The country will get some help from a consortium led by France’s Total, which is developing the Incahuasi gasfield is southern Bolivia. The company, which is working alongside Russia’s Gazprom and Argentina’s Tecpetrol, has committed to a first phase of development that will start producing 6.5m cm/d of gas in 2016, mostly for export. The company is still exploring the area and hasn’t put out a reserves figure.
At the same time, Bolivia needs to shore up its export markets. For the foreseeable future, the land-locked country will remain wholly reliant on exports to Argentina and Brazil, a situation which cannot be sustained in the long term. Both countries have potential reserves large enough to eventually meet their own demand, and are investing billions of dollars to reduce their import dependence.
Morales clearly recognises the situation and has devoted much of diplomatic energy to breaking into new markets. The most obvious outlet for Bolivian gas is Chile. The country has few reserves of its own, yet its energy strategy has committed to gas as a primary source of energy for decades to come. It would also provide Bolivia access to the Pacific where it could liquefy its gas and send it on to the international market.
But relations between the countries are toxic and the domestic politics of selling gas to Chile are highly charged. Bolivia still holds bitter resentment towards Chile over the loss of its coastline in the War of the Pacific more than a century ago. In 2004, Morales pushed through a referendum banning the sale of gas to Chile until it wins back access to the sea. And last year his government ratcheted up the pressure, filing a suit in the International Court of Justice to overturn a 1904 treaty that settled the current borders. The gambit is domestically popular, but unlikely to produce any real results.
Morales’ hardline stance on the Chile gas issue has forced him to look elsewhere, but there are no easy answers. He has put forward the idea of exporting gas through the proposed Ilo port in southern Peru, where Bolivia was granted a 99-year lease by the Peruvian government in 1992. But the project shows no signs of progressing, and Morales had to cancel a trip to visit the port earlier this year. More recently, Morales has pushed a proposal to ship gas through Argentina and Paraguay to Uruguay, where Bolivia would provide gas in exchange for a beachhead on the Atlantic coast.
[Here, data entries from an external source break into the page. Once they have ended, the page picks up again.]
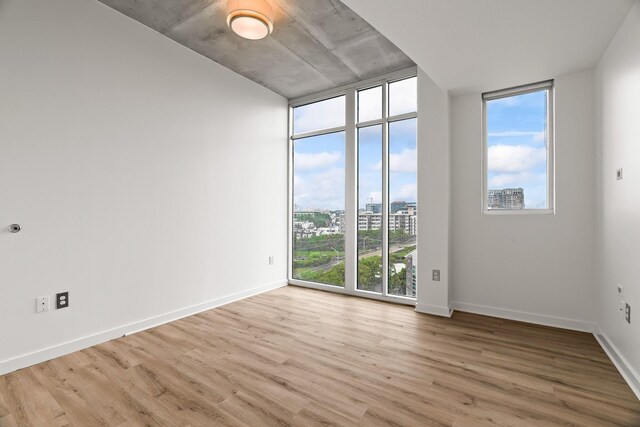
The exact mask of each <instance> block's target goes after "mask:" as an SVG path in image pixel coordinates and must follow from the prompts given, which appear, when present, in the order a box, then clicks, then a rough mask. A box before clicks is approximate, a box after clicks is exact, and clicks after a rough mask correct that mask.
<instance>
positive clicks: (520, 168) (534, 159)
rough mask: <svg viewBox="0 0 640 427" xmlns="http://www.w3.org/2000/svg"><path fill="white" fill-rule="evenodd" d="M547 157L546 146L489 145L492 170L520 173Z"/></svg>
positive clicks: (540, 161)
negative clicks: (539, 147) (490, 146)
mask: <svg viewBox="0 0 640 427" xmlns="http://www.w3.org/2000/svg"><path fill="white" fill-rule="evenodd" d="M546 159H547V151H546V149H545V148H535V147H530V146H528V145H493V146H491V147H489V157H488V162H487V163H488V167H489V171H491V172H509V173H518V172H525V171H529V170H531V169H533V168H535V167H536V166H538V165H540V164H541V163H544V162H545V161H546Z"/></svg>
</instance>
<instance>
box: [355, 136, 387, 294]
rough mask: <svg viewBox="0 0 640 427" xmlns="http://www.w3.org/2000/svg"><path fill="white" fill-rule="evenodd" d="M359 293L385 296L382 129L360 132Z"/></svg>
mask: <svg viewBox="0 0 640 427" xmlns="http://www.w3.org/2000/svg"><path fill="white" fill-rule="evenodd" d="M357 286H358V289H361V290H365V291H372V292H382V126H381V125H377V126H370V127H366V128H361V129H359V130H358V283H357Z"/></svg>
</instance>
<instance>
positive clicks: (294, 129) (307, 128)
mask: <svg viewBox="0 0 640 427" xmlns="http://www.w3.org/2000/svg"><path fill="white" fill-rule="evenodd" d="M344 114H345V106H344V95H342V96H338V97H335V98H331V99H327V100H324V101H320V102H314V103H313V104H307V105H302V106H300V107H296V108H294V109H293V133H294V134H298V133H304V132H311V131H316V130H322V129H331V128H335V127H339V126H344Z"/></svg>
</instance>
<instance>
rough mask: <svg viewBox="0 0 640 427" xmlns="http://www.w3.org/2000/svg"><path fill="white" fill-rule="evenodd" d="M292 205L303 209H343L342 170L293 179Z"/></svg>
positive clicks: (331, 170) (343, 177) (326, 172)
mask: <svg viewBox="0 0 640 427" xmlns="http://www.w3.org/2000/svg"><path fill="white" fill-rule="evenodd" d="M293 192H294V201H293V202H294V204H295V205H296V206H300V207H301V208H303V209H332V210H335V209H344V169H342V168H332V169H329V170H327V171H322V172H319V173H313V174H307V175H306V176H304V177H303V176H301V175H294V177H293Z"/></svg>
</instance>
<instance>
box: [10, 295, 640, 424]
mask: <svg viewBox="0 0 640 427" xmlns="http://www.w3.org/2000/svg"><path fill="white" fill-rule="evenodd" d="M14 425H19V426H27V425H37V426H67V425H74V426H100V425H108V426H140V425H151V426H205V425H206V426H212V425H216V426H217V425H220V426H237V425H247V426H262V425H265V426H286V425H298V426H315V425H344V426H351V425H362V426H388V425H392V426H431V425H445V426H464V427H466V426H489V425H500V426H556V425H562V426H568V425H571V426H572V425H577V426H613V425H617V426H640V402H639V401H638V400H637V399H636V398H635V396H634V395H633V393H632V392H631V390H630V389H629V387H628V386H627V385H626V383H625V382H624V380H623V379H622V377H621V376H620V374H619V373H618V372H617V371H616V369H615V367H614V366H613V364H612V363H611V362H610V361H609V359H608V358H607V356H606V355H605V353H604V352H603V351H602V349H601V348H600V346H599V345H598V343H597V342H596V341H595V339H594V337H593V336H592V335H590V334H586V333H579V332H571V331H565V330H560V329H554V328H547V327H541V326H534V325H529V324H525V323H519V322H513V321H507V320H500V319H495V318H491V317H484V316H479V315H473V314H467V313H455V314H454V315H453V317H452V318H451V319H443V318H437V317H433V316H428V315H424V314H418V313H416V312H415V311H414V310H413V308H411V307H406V306H399V305H392V304H386V303H381V302H376V301H371V300H363V299H358V298H354V297H346V296H342V295H336V294H331V293H325V292H320V291H314V290H309V289H302V288H295V287H291V286H290V287H286V288H282V289H278V290H276V291H272V292H269V293H266V294H262V295H258V296H255V297H252V298H249V299H246V300H243V301H239V302H235V303H232V304H229V305H226V306H224V307H220V308H217V309H214V310H210V311H207V312H204V313H201V314H198V315H195V316H191V317H188V318H185V319H182V320H179V321H176V322H172V323H170V324H166V325H163V326H160V327H157V328H154V329H151V330H147V331H144V332H140V333H137V334H135V335H131V336H128V337H124V338H120V339H117V340H113V341H110V342H108V343H105V344H101V345H98V346H95V347H92V348H90V349H87V350H83V351H80V352H77V353H73V354H70V355H67V356H64V357H60V358H58V359H55V360H51V361H49V362H45V363H41V364H39V365H36V366H33V367H30V368H27V369H22V370H20V371H17V372H14V373H11V374H8V375H5V376H2V377H0V426H3V427H4V426H14Z"/></svg>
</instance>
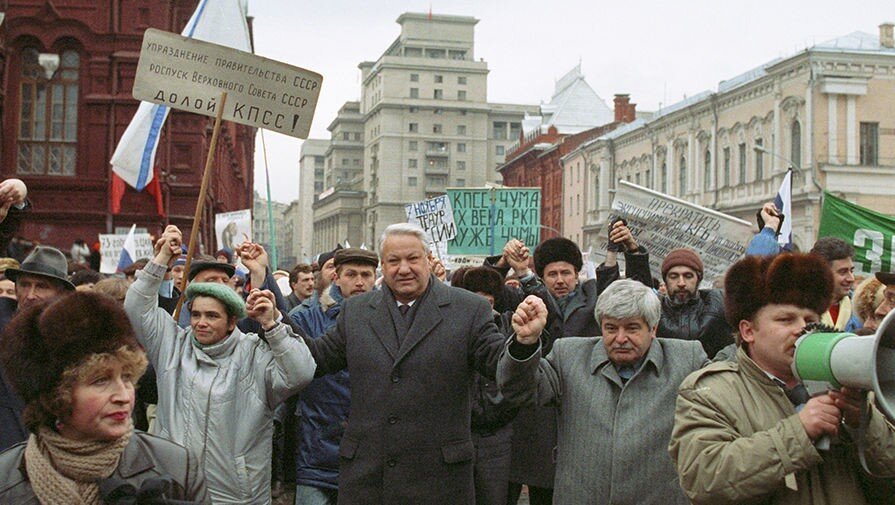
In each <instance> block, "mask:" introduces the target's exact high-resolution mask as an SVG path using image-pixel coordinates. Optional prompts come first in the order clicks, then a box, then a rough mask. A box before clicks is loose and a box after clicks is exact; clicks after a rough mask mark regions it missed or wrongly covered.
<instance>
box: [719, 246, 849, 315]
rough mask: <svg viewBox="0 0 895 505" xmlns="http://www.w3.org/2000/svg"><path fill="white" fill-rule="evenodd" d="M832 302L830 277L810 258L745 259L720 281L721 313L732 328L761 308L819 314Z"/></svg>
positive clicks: (831, 276)
mask: <svg viewBox="0 0 895 505" xmlns="http://www.w3.org/2000/svg"><path fill="white" fill-rule="evenodd" d="M832 298H833V273H832V272H831V271H830V267H829V266H828V265H827V263H826V261H824V260H823V259H821V258H820V257H819V256H816V255H813V254H781V255H779V256H763V257H758V256H747V257H745V258H743V259H741V260H740V261H738V262H736V263H734V264H733V266H731V267H730V269H728V270H727V275H726V276H725V277H724V312H725V314H726V315H727V321H728V322H729V323H730V324H731V326H733V327H734V328H736V327H737V326H738V325H739V323H740V321H742V320H749V319H751V318H752V316H754V315H755V313H756V312H758V311H759V309H761V308H762V307H764V306H765V305H770V304H787V305H795V306H797V307H803V308H806V309H809V310H812V311H814V312H817V313H818V314H822V313H824V312H825V311H826V310H827V308H829V306H830V301H831V300H832Z"/></svg>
Uruguay is likely to welcome the new supply. In a bid to diversify away from piped supplies from Argentina, Montevideo commissioned a floating storage and regasification unit from GDF Suez, but this is not expected to start up until 2015. But the Bolivian project would be technically and diplomatically complex, likely requiring billions of dollars of new investment and cooperation between multiple governments. Past failures in the region to carry out grand economic integration projects do not inspire confidence. Moreover, Bolivia would have to prove it has the reserves to underpin such a plan and the capacity to ramp up production.
Bolivia’s Pacific play looks far stronger, but the future of the country’s gas industry may depend on coming to terms with its old nemesis in Chile.